In the first log "free lexicon (character based model) with lr=1.0", i used the whole dataset (Librispeech: train 960hr) with two GPUs (RTX 2080 TI) and BS=8.
I've had the same issue with the streaming_convnets word-piece model applied to LibriSpeech 100h, which I've managed to solve by tweaking the SpecAugment parameters in the architecture file.
First, I've tried removing SpecAugment by deleting the "SAUG 80 27 2 100 1.0 2" line in "am_500ms_future_context.arch". With this, the loss has started decreasing and the dev-clean WER has gone down to 26.35% by epoch 25.
To continue with, I've enabled back SpecAugment but using a milder configuration with less and smaller time and frequency masks: "SAUG 20 15 1 35 0.2 1". With such setting, the dev-clean WER has been reduced to 25.02% by epoch 25.
My guess is that milder versions of SpecAugment could help achieving a faster convergence for LibriSpeech 100h.
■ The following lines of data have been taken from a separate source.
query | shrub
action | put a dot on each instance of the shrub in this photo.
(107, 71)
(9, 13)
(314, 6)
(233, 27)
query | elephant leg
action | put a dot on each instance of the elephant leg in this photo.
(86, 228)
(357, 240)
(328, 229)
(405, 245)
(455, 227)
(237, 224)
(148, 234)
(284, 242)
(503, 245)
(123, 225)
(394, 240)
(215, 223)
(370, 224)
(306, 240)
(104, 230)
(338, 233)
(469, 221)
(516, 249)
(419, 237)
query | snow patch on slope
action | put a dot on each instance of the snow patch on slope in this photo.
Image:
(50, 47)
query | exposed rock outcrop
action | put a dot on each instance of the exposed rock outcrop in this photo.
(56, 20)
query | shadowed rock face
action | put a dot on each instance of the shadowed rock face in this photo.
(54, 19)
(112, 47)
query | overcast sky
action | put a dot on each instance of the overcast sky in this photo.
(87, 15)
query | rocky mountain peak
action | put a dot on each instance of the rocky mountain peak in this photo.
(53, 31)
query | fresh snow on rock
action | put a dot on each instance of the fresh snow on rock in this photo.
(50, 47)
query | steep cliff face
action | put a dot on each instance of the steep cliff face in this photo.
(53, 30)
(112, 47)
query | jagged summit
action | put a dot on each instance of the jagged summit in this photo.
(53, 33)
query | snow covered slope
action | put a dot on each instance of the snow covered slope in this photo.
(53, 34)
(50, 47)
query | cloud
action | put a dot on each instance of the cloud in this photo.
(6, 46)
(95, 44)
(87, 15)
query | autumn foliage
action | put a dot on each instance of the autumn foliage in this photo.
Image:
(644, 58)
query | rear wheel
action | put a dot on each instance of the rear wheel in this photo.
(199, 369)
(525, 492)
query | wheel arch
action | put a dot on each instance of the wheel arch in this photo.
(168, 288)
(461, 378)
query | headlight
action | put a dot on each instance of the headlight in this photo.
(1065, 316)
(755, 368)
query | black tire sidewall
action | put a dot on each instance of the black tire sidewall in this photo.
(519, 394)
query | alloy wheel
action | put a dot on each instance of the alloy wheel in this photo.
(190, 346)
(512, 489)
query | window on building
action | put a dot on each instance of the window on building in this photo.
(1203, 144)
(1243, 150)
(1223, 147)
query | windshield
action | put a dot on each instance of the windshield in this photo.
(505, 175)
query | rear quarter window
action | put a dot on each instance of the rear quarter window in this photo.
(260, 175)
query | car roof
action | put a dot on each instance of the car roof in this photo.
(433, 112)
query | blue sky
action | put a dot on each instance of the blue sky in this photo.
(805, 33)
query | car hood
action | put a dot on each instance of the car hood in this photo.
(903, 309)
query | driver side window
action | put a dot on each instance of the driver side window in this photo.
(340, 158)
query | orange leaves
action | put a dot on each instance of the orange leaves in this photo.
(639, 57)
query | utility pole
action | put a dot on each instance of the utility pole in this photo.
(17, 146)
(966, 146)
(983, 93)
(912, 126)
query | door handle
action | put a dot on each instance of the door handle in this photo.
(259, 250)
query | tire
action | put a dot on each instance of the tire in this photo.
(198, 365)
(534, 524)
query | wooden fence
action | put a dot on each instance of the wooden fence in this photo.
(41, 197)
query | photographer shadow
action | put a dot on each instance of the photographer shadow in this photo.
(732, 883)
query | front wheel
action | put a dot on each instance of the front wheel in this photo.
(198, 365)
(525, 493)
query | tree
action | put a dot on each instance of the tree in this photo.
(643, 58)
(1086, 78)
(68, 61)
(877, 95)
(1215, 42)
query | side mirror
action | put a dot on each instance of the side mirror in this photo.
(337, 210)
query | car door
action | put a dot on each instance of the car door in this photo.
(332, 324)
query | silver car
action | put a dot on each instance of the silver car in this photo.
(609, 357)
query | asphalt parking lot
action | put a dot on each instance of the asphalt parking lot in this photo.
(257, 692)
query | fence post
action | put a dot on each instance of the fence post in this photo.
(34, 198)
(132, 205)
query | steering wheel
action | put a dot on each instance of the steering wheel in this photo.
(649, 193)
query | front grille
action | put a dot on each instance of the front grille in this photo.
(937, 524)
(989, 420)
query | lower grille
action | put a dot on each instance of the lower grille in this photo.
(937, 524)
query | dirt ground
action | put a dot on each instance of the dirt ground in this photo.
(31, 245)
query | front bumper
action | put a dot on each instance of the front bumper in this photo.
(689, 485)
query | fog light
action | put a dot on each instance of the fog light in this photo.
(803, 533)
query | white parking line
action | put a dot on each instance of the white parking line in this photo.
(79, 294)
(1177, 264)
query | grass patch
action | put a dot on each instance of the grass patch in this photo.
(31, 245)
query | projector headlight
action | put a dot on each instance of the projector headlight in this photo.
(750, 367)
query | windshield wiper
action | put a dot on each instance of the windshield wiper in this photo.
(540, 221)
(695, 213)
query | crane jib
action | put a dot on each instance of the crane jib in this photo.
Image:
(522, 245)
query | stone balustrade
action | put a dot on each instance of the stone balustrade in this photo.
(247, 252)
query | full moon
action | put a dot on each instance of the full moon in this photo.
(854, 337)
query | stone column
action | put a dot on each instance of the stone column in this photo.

The original version in the recipe model, known as LibriSpeech double (LD), was originally optimized for LibriSpeech 960h, and might be too much for LibriSpeech 100h.
Anyway, other optimizations could be possible, but I hope this one helps you to start tweaking around! I'm attaching a plot of the WER during the first 25 epochs for three SpecAugment configurations: the original one (LD), the milder version (LibriSpeech Mild = LM) and no SpecAugment.